FIG. 1 illustrates a conventional Storage Area Network;
FIGS. 2A and 2B illustrate a logical representation associated with an exemplary IP network;
FIGS. 3A-3D illustrate a logical representation of an exemplary SAN;
FIG. 4 illustrates an example of overlapping domains in a SAN in accordance with the principles of the invention;
FIG. 5 illustrates an example of impacted elements of a SAN when a problem or an error occurs;
FIG. 6 illustrates a second example of impacted elements of a SAN when a problem or error occurs;
FIG. 7 illustrates a propagation of a disk problem or error in a SAN;
FIG. 8 illustrates an exemplary SAN diagnostic analysis in accordance with the principles of the invention;
FIG. 9 illustrates an exemplary SAN impact analysis in accordance with the principles of the invention;
FIGS. 10A-10E illustrate exemplary aspects of a SAN model in accordance with the principles of the invention;
FIGS. 11A and 11B illustrate an exemplary root-cause analysis correlation function in accordance with the principles of the invention;
FIGS. 12A and 12B illustrate an exemplary impact analysis correlation function in accordance with the principles of the invention; and
FIG. 13 illustrates a system implementing the processing shown herein.
- DETAILED DESCRIPTION
It is to be understood that these drawings are solely for purposes of illustrating the concepts of the invention and are not intended as a definition of the limits of the invention. The embodiments shown in the figures herein and described in the accompanying detailed description are to be used as illustrative embodiments and should not be construed as the only manner of practicing the invention. Also, the same reference numerals, possibly supplemented with reference characters where appropriate, have been used to identify similar elements.
FIG. 1 illustrates an exemplary embodiment of a Storage Area Network (SAN) 100, wherein computing systems 110 may provide or receive information from server 130 through a communication path represented as network 120. Server 130 is further in communication, via network 140, with a plurality of storage medium 150.1-150.n, which appear logically as a single massive storage space. The idea is that the two servers are attached to the same SAN. The use of a SAN is advantageous in that additional storage capacity may be added by adding additional storage medium to the network. In this illustrated case, network 120 may represent a network such as the Internet, which uses an IP-based protocol and network 140 may represent a network using a Fibre Channel (FC) based protocol. Fibre Channel-based protocols have been developed for SANs as they provide a high speed access and large bandwidths. Recently, IP-based networks have been used to support server 130-storage medium 150.1-150.n communications. SANs, Fibre Channel-protocols and IP-protocols are well known in the art and need not be discussed further herein.
FIG. 2A illustrates a logical representation of an IP network. In this case, network 120 enables communication between host or computer system 110 and file server 130, in this illustrated case. Further illustrated is application 235, which is “hosted” on computer system 110 and file system 240, “hosted” on file server 130. Application 235 and file system 240 represent software programs that are independently executed on their respective host devices. Data file 245 represents the relationship between the application 235 and file system 240.
FIG. 2B illustrates a mapping of the IP network shown in FIG. 2A, wherein a plurality of data files 245.1-245.k are being accessed, using known read and/or written operations, by application 235. This access may be represented by an association between the application and the file(s) referred to as a “layered-over relationship.” Also shown is that the file system 240 represents a manager that may receive information provided by files 245 from application 235 and provide information to application 235. In this case, file system 240 may be represented by an association between the file system 240 and the files 245 which is also referred to as a “layered-over relationship.” In the context of the instant application a “layered-over relationship” indicates a dependency between a plurality of objects, which may be represented or referred to as object classes.

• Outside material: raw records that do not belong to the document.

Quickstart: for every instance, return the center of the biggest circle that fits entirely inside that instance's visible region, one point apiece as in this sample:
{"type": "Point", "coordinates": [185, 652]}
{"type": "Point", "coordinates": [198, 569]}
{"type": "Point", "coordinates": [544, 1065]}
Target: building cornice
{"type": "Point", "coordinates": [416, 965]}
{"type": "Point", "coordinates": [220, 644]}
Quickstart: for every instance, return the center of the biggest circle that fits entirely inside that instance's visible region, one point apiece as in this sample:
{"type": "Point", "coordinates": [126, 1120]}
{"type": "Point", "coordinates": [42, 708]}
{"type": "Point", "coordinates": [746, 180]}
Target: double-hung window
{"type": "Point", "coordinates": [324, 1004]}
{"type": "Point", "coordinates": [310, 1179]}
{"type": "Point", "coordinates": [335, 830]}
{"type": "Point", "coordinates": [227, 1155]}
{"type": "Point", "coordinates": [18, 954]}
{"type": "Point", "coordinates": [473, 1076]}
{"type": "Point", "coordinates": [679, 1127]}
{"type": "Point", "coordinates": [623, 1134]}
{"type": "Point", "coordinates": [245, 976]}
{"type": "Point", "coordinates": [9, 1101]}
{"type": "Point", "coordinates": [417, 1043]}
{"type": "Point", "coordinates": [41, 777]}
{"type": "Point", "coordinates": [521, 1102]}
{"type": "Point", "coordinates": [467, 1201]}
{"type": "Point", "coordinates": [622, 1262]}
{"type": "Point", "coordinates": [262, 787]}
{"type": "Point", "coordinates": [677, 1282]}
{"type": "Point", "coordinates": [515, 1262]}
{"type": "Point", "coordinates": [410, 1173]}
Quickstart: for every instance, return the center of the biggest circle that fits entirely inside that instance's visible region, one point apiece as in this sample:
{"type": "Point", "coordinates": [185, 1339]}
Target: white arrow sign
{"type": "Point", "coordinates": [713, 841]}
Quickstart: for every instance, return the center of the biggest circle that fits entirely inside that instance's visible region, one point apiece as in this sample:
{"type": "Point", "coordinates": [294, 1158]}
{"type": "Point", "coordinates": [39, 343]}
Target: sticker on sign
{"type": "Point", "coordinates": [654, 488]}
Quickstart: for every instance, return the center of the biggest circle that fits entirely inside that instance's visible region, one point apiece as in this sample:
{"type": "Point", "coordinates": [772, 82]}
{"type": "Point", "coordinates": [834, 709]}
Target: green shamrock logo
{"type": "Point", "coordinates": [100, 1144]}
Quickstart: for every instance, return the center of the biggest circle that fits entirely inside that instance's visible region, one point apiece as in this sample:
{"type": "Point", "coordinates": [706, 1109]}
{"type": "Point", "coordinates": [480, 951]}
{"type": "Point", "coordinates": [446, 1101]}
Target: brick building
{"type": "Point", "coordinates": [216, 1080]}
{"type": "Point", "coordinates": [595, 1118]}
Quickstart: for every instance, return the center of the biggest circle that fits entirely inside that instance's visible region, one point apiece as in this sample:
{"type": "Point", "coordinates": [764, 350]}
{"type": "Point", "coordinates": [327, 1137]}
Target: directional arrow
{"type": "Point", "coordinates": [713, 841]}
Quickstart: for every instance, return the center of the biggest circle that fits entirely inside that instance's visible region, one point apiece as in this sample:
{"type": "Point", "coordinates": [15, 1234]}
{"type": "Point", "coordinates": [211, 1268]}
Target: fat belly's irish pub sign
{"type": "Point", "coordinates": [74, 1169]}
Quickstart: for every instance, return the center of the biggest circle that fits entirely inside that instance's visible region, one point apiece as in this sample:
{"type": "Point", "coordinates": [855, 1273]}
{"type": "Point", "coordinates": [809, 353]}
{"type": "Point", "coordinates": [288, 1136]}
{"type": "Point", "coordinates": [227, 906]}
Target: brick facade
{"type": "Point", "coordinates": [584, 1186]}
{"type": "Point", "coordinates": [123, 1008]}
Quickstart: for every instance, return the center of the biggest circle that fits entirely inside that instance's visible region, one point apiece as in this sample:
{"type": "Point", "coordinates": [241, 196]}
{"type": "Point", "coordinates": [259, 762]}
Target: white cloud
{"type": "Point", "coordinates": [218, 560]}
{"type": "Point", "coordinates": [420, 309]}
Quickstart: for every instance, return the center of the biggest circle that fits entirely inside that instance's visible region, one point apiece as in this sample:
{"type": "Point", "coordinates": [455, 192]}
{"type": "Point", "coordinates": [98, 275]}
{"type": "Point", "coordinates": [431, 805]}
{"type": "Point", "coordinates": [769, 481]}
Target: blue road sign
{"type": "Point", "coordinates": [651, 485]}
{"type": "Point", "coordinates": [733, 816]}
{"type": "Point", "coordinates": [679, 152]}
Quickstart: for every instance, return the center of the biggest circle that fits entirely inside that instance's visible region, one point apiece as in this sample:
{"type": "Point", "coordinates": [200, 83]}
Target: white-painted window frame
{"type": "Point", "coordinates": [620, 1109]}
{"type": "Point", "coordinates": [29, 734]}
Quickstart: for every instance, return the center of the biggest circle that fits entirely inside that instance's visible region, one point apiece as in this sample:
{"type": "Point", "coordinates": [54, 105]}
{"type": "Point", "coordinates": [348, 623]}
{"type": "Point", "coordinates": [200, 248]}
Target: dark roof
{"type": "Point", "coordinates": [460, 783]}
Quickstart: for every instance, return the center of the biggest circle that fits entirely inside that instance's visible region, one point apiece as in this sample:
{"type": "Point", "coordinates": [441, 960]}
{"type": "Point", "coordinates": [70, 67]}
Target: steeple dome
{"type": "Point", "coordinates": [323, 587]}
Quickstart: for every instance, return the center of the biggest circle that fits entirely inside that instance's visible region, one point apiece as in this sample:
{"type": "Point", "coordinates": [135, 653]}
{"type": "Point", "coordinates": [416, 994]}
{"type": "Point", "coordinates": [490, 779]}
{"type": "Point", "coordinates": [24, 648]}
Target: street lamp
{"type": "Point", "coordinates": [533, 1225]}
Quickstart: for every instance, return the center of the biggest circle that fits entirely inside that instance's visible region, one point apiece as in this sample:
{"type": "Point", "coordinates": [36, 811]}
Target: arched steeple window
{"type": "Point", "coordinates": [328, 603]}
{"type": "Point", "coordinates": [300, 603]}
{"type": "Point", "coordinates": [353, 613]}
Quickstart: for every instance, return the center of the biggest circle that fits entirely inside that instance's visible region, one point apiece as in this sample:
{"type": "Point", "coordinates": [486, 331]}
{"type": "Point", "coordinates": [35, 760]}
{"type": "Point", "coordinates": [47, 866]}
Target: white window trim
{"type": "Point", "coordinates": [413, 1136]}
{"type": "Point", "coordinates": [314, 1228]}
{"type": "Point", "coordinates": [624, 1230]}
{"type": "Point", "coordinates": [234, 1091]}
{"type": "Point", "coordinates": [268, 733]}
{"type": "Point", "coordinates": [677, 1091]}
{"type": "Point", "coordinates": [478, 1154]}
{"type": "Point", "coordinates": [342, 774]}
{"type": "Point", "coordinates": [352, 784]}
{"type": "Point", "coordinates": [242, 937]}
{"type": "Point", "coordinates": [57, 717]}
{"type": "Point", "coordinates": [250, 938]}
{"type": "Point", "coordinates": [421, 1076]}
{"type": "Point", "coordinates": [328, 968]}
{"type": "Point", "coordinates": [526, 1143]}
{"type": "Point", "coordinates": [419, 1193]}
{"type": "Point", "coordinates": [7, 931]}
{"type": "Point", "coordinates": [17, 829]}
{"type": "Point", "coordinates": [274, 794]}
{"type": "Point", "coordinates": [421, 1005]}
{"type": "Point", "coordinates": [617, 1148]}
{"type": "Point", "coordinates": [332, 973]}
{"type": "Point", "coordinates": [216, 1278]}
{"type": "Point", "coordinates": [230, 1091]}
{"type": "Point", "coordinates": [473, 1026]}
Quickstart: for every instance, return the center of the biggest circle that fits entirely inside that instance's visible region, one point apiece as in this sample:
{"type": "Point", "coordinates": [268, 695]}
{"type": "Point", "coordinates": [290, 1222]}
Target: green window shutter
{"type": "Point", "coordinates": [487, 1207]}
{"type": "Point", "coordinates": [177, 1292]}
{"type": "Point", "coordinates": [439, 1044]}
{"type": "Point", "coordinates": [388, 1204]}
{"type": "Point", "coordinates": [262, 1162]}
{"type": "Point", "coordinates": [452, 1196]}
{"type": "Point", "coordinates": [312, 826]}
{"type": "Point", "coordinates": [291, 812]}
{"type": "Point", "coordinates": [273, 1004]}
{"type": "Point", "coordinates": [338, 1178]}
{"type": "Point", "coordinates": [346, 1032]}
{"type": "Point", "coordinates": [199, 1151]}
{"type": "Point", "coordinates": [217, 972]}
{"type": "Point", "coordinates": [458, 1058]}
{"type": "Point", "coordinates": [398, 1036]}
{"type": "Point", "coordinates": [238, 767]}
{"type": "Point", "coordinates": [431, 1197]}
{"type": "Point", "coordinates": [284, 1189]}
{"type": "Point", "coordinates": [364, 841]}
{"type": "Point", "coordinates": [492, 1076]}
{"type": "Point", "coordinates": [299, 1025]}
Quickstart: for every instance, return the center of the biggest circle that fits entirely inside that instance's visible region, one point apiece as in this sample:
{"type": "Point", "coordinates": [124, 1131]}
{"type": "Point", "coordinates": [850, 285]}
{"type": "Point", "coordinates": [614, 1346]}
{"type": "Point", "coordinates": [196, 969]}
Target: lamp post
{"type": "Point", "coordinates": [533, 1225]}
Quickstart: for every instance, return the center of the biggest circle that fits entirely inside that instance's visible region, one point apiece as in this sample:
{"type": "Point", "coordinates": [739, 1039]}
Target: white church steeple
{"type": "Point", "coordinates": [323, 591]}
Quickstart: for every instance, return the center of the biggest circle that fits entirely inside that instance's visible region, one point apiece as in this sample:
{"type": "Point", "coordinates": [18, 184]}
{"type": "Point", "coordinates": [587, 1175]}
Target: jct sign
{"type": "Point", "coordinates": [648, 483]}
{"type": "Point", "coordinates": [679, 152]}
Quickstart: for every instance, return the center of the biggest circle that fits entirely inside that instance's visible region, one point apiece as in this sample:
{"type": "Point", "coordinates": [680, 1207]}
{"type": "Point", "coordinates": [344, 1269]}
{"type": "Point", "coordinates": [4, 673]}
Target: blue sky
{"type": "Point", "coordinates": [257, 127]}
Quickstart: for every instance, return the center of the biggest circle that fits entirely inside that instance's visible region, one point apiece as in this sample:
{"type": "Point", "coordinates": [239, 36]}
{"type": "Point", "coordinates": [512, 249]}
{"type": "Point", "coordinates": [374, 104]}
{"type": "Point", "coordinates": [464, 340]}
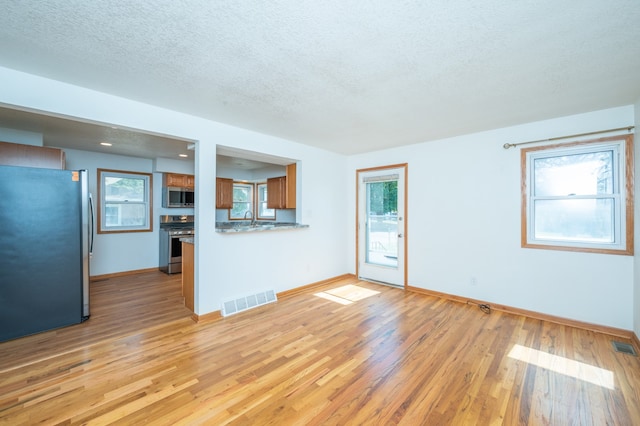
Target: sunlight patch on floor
{"type": "Point", "coordinates": [346, 294]}
{"type": "Point", "coordinates": [562, 365]}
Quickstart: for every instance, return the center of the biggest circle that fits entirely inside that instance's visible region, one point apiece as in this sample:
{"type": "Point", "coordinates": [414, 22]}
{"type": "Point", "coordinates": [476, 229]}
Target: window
{"type": "Point", "coordinates": [263, 211]}
{"type": "Point", "coordinates": [242, 201]}
{"type": "Point", "coordinates": [125, 201]}
{"type": "Point", "coordinates": [579, 196]}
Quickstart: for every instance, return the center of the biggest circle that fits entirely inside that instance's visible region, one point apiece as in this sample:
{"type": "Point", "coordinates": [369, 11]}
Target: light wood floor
{"type": "Point", "coordinates": [389, 358]}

Returning to FIG. 2A, also illustrated are domains 210 and 230 which include respective hardware and software elements. In this illustrative case, domain 210, referred to as the IP domain, includes the hardware or physical elements computing system 110, IP network 120 and file server 130. Domain 230, referred to as the Application domain, includes the non-physical software elements application 235, data file 245, file system 240 and the hardware or physical elements computing system 110 and file system 130. As shown computing system 110 and file system 130 are included in both domains and are referred to as domain intersections or associations. Domain associations are discussed in more detail with regard to FIG. 4.
FIG. 3A illustrates a logical representation of an exemplary SAN domain and related IP and application domains. In this illustrated example, the elements of the IP network, i.e., computing system 110, network 120, file server 130 and respective software 235, 240 are as shown in FIG. 2A, are further in communication, via SAN 310, with a host system 315 and a storage array 350, which logically represents disks 150.1-150.n (see FIG. 1). Host 315 represents the manager for the storage pool and executes software 320 for the storage pool management. The storage disks 150 are divided in logical elements referred to as Extents 340, which are further allocated to another logical entity, i.e., storage volumes 330. The allocation of extents 340 to storage volumes 330 is carried on by the storage pool manager (not shown).
Extents 340, more specifically, are units of allocation of disks, memory etc., and represent a generalization of the traditional storage block concept A volume is composed of extents 340 and is used to create a virtual space for the file system. For example, references to drives C:, D:, E:, etc. may be associated with logical volume labels within, for example, the MICROSOFT WINDOWS operating system. MicroSoft and Windows are registered trademarks of Microsoft Corporation, Redmond, Wash., USA.
The storage pool 320 is representative of a plurality of extents 340 and used for administrative purposes. In this case, when allocation of a volume is desired, the storage pool manager selects a plurality of extents 340 and designates selected extents 340 as a volume 330. Thus, the file system 240 (FIG. 2) is able to allocate storage volumes to store its files. Storage volume 330 and extent 340, which are well-known concepts associated with the logical representation of physical storage devices.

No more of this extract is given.